Wednesday, March 19, 2014

Elemental Forces

Another WIP, another large Bones model. This time, I am working on Reaper's large earth elemental, also from their Bones Kickstarter. In this case, I have been making extensive modifications to the miniature as I progress.
Photo Copyright Reaper Miniatures, Inc.
The original model stands on two stubby, little legs, and is pretty humanoid in shape. I like the over-all concept of the miniature, but I really dislike that kind of massively top-heavy humanoid look. If a model is going to have legs, they should look like they might work. (Although, the market very clearly shows that not everybody shares my opinion.) My idea was to replace the legs with a different foundation. My elemental will be rising up from the ground, like a tidal wave of earth and stone. With any luck, the end look will be a good one.

My first move was to slice off those legs, and start the construction of a new base for the model. I find Bones to be a mixed blessing for conversion work, but it I'll say this: Slicing through that much metal would have been painful.

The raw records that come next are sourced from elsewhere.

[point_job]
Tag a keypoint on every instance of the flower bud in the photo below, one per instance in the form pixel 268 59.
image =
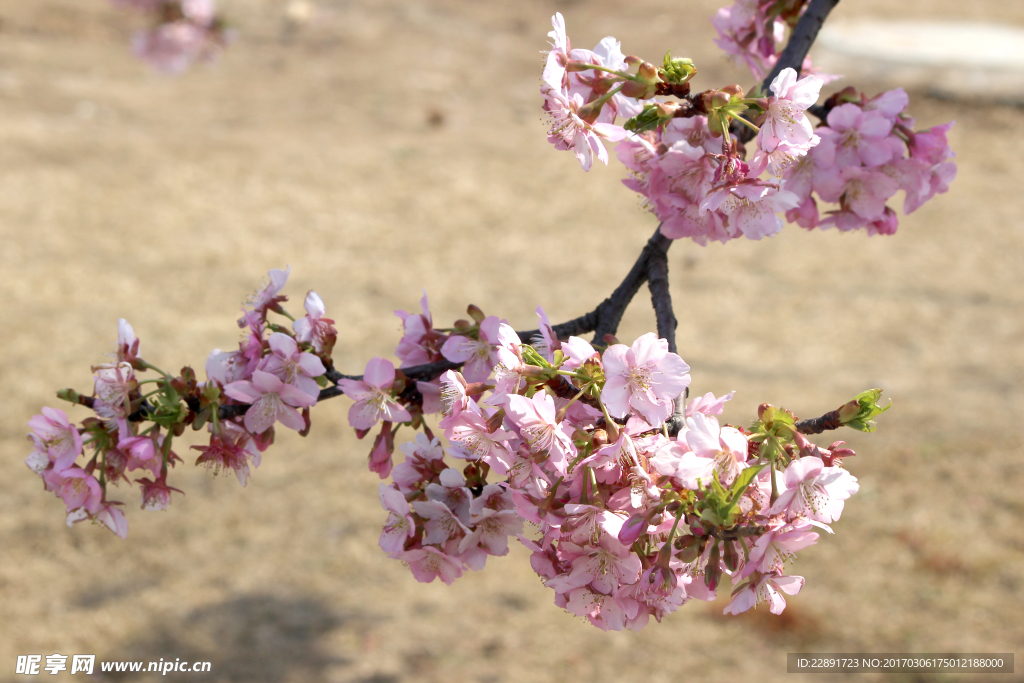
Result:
pixel 677 70
pixel 731 556
pixel 632 529
pixel 475 313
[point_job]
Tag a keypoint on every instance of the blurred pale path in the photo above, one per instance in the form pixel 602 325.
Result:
pixel 367 144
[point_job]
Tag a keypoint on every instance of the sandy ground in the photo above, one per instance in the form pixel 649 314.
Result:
pixel 387 146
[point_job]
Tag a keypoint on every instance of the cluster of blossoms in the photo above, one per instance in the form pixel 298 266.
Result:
pixel 274 373
pixel 689 164
pixel 180 32
pixel 753 32
pixel 631 519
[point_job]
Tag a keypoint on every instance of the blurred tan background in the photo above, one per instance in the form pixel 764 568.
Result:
pixel 380 147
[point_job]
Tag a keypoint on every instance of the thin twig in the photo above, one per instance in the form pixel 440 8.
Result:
pixel 804 35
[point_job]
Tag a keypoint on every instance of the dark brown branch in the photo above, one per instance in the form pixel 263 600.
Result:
pixel 605 318
pixel 650 264
pixel 826 422
pixel 660 298
pixel 804 35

For the base, I started with some pink foam insulation as a base, and filler. I also ran a hefty brass rod through the foam and base (and later through the elemental) to provide structure for the whole build. The base used here is an 80mm solid resin blank, from Secret Weapon Miniatures.

From that base, I began to build up layers of cork to fill out the mound of earth and stone that would form the elemental's lower half. I also drilled a hole into the elemental's torso, so I could mount it on the brass armature, and bring the model together.

Over the course of the next week, I began sculpting boulders and crystals all over the base in an effort to blend the elemental's mostly rocky texture with the grittier texture of the cork. My plan was to have the finer, more dirt-like textures transition to heavier boulders and crystals along the vertical axis of the model.

Another decision I made at the beginning was to mount the monster in a forward-leaning posture, so it could menace adventurers on the table-top. The effect works, but, in retrospect, I think it places the model a bit too far off center, with respect to the base.

My last bit of progress, for this installment, was to add some basing sand along part of the model to further blend the layers of cork and plastic together. I'm still not 100% certain that I like the added grit on the monster's shoulders, but I'm going to keep it, and see where it leads.